Wealthy attractive Isobel Lamarr thought she was happy until she read the Kinsey Report.
Although she'd never married , Isobel considered herself a well-adjusted woman. Imagine her shock when she overheard two bridge-playing acquaintances call her a "narrow-minded dried up old maid." They thought she could learn a thing or two from The Kinsey Study of Female Sexual Behavior. Isobel had always frowned at talk of sex, but curiosity drove her to a copy of this much-discussed book.
Fascinated by the statistics and discussion of physical intimacies, Isobel felt strange longings rise within her. She began to wonder what it would be like to be loved by a man. New Orleans was the laboratory she selected to study Life. There she had her first affair - a tempestuous, beautiful romance that transformed Isobel into a vivacious exciting woman and changed the entire course of her life.

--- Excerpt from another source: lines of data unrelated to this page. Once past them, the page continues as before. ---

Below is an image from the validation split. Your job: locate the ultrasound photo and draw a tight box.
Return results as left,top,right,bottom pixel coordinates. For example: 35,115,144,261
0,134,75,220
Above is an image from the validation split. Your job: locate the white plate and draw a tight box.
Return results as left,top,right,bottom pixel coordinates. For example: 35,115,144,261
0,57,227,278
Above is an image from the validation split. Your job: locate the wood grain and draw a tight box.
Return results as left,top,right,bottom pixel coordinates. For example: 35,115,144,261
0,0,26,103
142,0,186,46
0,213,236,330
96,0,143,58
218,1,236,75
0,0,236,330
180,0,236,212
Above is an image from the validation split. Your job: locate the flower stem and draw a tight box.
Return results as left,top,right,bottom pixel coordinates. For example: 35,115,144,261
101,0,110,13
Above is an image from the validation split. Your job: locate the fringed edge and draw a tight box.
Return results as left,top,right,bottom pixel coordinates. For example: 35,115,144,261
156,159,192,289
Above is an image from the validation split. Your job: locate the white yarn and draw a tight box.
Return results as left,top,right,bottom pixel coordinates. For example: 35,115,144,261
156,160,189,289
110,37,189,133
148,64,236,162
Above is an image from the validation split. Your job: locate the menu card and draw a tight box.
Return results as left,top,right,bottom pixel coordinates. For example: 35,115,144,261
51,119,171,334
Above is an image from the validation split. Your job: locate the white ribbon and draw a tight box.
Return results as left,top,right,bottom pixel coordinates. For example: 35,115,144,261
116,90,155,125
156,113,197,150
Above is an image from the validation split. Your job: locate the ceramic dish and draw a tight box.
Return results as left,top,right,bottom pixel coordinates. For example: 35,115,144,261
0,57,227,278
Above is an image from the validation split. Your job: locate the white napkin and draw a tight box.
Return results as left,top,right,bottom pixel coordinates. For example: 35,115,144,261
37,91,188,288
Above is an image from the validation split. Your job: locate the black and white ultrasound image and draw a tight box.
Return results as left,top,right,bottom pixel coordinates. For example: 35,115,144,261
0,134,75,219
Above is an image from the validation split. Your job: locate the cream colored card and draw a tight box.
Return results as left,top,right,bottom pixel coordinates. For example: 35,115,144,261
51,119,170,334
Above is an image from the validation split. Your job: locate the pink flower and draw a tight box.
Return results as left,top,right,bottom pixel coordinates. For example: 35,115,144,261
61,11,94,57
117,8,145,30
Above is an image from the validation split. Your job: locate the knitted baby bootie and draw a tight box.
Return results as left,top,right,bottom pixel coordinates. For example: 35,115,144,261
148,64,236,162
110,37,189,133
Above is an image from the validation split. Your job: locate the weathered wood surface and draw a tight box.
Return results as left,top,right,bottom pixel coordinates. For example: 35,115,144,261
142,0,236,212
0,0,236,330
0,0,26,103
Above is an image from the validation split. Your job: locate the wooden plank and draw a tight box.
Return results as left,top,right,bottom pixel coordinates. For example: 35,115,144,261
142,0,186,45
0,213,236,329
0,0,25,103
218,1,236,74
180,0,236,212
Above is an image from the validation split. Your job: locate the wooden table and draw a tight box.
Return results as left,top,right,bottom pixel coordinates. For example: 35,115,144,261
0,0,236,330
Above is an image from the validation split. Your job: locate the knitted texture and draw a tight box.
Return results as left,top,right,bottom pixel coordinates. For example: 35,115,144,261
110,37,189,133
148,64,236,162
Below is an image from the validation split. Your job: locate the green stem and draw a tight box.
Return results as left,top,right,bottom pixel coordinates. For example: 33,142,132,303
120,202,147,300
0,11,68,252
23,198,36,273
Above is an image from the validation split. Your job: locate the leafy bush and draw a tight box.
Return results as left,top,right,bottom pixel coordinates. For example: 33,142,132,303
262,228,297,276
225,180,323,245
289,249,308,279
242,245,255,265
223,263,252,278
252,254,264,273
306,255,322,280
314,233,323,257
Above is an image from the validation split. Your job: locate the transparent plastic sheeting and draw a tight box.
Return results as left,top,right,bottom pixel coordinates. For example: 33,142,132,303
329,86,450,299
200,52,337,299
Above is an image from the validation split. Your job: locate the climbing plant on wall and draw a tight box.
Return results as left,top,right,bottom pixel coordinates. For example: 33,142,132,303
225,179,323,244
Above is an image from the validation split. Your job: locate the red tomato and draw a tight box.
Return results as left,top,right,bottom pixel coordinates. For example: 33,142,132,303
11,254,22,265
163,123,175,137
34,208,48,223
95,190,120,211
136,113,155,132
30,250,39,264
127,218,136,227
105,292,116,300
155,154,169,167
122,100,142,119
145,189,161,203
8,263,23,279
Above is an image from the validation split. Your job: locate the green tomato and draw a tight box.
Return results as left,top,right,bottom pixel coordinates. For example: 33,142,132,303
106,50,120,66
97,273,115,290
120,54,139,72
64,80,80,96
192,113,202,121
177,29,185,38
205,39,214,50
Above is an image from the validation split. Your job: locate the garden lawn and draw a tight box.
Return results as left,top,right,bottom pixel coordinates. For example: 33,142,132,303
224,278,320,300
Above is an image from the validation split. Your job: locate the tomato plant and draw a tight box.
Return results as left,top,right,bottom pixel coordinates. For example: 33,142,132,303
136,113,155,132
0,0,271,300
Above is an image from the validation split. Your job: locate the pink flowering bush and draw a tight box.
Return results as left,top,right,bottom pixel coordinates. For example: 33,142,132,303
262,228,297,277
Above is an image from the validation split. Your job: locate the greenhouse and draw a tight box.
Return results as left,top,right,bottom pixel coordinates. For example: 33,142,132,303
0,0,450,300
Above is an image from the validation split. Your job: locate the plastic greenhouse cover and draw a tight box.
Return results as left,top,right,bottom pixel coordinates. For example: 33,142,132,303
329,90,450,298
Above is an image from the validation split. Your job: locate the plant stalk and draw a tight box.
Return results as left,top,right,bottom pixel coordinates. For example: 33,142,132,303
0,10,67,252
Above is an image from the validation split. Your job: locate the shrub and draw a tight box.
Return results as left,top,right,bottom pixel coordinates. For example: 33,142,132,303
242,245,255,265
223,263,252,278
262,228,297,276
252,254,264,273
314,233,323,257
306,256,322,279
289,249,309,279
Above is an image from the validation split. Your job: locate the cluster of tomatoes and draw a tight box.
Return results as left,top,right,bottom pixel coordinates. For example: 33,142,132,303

Really enjoyed this fast-paced pulp romance. Fantastic dialog in places, with insults thrown back and forth in a way that I'd think was quite edgy in 1953. The plot is a bit straight-forward, but has a enough twists to keep the pages turning. Starts off tightly leashed to Isobel Lamar's POV and then roves around amongst the other characters. At first this POV switch was unsettling but it quickly became a strength of the novel as it rounds out the perspective of the situations and the characters. Nothing too exciting. Just a good time-capsule into small town 1950s life. And Gaddis is on top of her game with energetic and sharp prose. This is a digest-sized paperback original published in 1953 by Croydon. Can't find any record of this having been reprinted, which is quite rare for a Peggy Gaddis novel. Cover art by Bern Safran, who painted a lot of the early Croydon covers.